As more investors flock to cryptocurrency, the price of Bitcoin (BTC -5.87%) continues to hit record highs. Many investors are waking up to triple-digit gains and are contemplating one of the toughest decisions they'll have to make on their investing journey: Should I hold, buy more, or sell?
If you hold or buy more, you don't have to worry much about taxes. But once you press the sell button, you'll be on the IRS radar because you've triggered a taxable event. The good news is that you can lower your taxes by creating a strategy in advance. Here are some options to help you keep more of your Bitcoin profits in your pockets.
Hold your investments over a year
Selling your investments before your one-year holding period can be costly during tax time. If you held your Bitcoin for a year or less, you will face short-term capital gains tax rates. Those rates are the same as ordinary income tax rates you pay on money earned from working a job, which are up to 37% for high earners.
If you have faith in the future of Bitcoin, holding your investment over a year will pay off during tax time.
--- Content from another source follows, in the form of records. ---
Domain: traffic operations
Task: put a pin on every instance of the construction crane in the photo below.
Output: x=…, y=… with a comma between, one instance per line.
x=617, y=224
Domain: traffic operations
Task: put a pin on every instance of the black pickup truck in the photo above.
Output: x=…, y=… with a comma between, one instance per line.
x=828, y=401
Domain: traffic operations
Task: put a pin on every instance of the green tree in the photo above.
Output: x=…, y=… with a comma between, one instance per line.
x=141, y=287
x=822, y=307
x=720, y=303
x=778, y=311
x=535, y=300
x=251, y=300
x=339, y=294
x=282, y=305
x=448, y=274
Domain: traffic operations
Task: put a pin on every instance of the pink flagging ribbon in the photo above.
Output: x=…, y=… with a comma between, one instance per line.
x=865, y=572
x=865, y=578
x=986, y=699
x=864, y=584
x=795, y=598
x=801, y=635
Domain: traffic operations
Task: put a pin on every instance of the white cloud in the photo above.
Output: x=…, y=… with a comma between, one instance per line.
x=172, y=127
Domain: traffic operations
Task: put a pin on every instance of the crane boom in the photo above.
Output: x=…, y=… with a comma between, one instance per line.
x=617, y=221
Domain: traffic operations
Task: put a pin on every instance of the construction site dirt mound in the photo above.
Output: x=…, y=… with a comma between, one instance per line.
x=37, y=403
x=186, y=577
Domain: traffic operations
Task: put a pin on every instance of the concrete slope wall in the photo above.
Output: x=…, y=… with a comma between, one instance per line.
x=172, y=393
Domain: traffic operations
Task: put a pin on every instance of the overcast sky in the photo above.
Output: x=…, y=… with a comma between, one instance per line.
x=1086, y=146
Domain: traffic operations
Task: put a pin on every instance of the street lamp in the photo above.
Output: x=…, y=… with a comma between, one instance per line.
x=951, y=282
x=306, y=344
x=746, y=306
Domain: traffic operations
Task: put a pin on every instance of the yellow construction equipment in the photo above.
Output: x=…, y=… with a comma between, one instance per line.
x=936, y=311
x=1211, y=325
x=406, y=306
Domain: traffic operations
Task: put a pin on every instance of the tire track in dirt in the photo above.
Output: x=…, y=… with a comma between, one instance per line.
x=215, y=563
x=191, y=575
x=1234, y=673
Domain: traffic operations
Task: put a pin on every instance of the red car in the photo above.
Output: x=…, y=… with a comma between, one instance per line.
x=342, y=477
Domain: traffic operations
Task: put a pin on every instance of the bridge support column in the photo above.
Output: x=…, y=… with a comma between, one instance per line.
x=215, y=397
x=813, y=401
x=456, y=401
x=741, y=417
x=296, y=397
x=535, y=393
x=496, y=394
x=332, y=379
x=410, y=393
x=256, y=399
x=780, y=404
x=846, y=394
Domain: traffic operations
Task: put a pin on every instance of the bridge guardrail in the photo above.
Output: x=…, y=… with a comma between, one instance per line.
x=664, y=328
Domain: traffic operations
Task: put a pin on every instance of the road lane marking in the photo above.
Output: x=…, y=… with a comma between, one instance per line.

You'll face the 0%, 15%, and 20% tax rates -- the coveted long-term capital gains rates that are given as a reward to investors who are patient and loyal.
As you can see, your tax bill can potentially shrink when you hold your investment over a year. The difference in the short-term and long-term capital gains rates could lead to thousands of dollars in savings, depending on your income and filing status for the year.
Explore the benefits of tax loss harvesting
If you earned mega gains on Bitcoin, you can reduce the tax impact of those profits through tax loss harvesting. It's a popular strategy that allows you to offset short- and long-term gains of the same type and then use the remainder to reduce other types of taxes.
Let's say you bought Bitcoin at $13,000 and sold it three months later for $23,000. You would have a $10,000 short-term capital gain. If you have a $12,000 short-term capital loss from the stock market, this could reduce your Bitcoin profits and lead to a total capital loss of $2,000. Since your capital losses exceed your gains, you pay no taxes.
The IRS allows you to deduct up to $3,000 of a net capital loss from your income every year. If your loss exceeds the limitation, you can carry forward the loss and apply it to future years until you've used up the entire amount of losses.
Consider giving Bitcoin as a gift
Under the IRS gift tax rules, you can give Bitcoin or other cryptocurrencies valued at less than $15,000 without having to worry about taxes. This $15,000 tax exemption is per recipient and applies for 2020 and 2021. If the value of the Bitcoin gift exceeds $15,000, you as a donor would be required to complete IRS Form 709 when you file your annual tax return. Don't worry; completing Form 709 does not automatically mean you will have to pay taxes. As long as you haven't exceeded the lifetime gift tax exemption of $11.7 million in 2021, you don't have to pay taxes on the Bitcoin gift.
In order for Bitcoin to qualify as a gift, it must be given to someone without receiving anything in return, or the value of what you received must be of a lesser value than the Bitcoin you gave.
What's even better for the gift recipient is that receiving Bitcoin does not trigger a taxable event. Bitcoin gift recipients do not have to report it on their tax return until they decide to sell the Bitcoin. At the time of sale, the recipient will have to pay capital gains taxes. If you are giving Bitcoin as a gift, make sure the recipients know the cost basis of the Bitcoin you are giving so that they can properly calculate gains or losses.
Choose the best tax strategy for you
It's easy to dive into the world of Bitcoin, become mesmerized by quick gains, and turn a blind eye to taxes. But before you buy or sell, create a strategy to make your investing experience more rewarding.
If you've been investing in Bitcoin over the last five years or even over the last year, you know that it's a volatile investment. The risks have been great, but the rewards over the past few months have been even greater. So make sure you enjoy more of your profits by identifying the best tax strategy.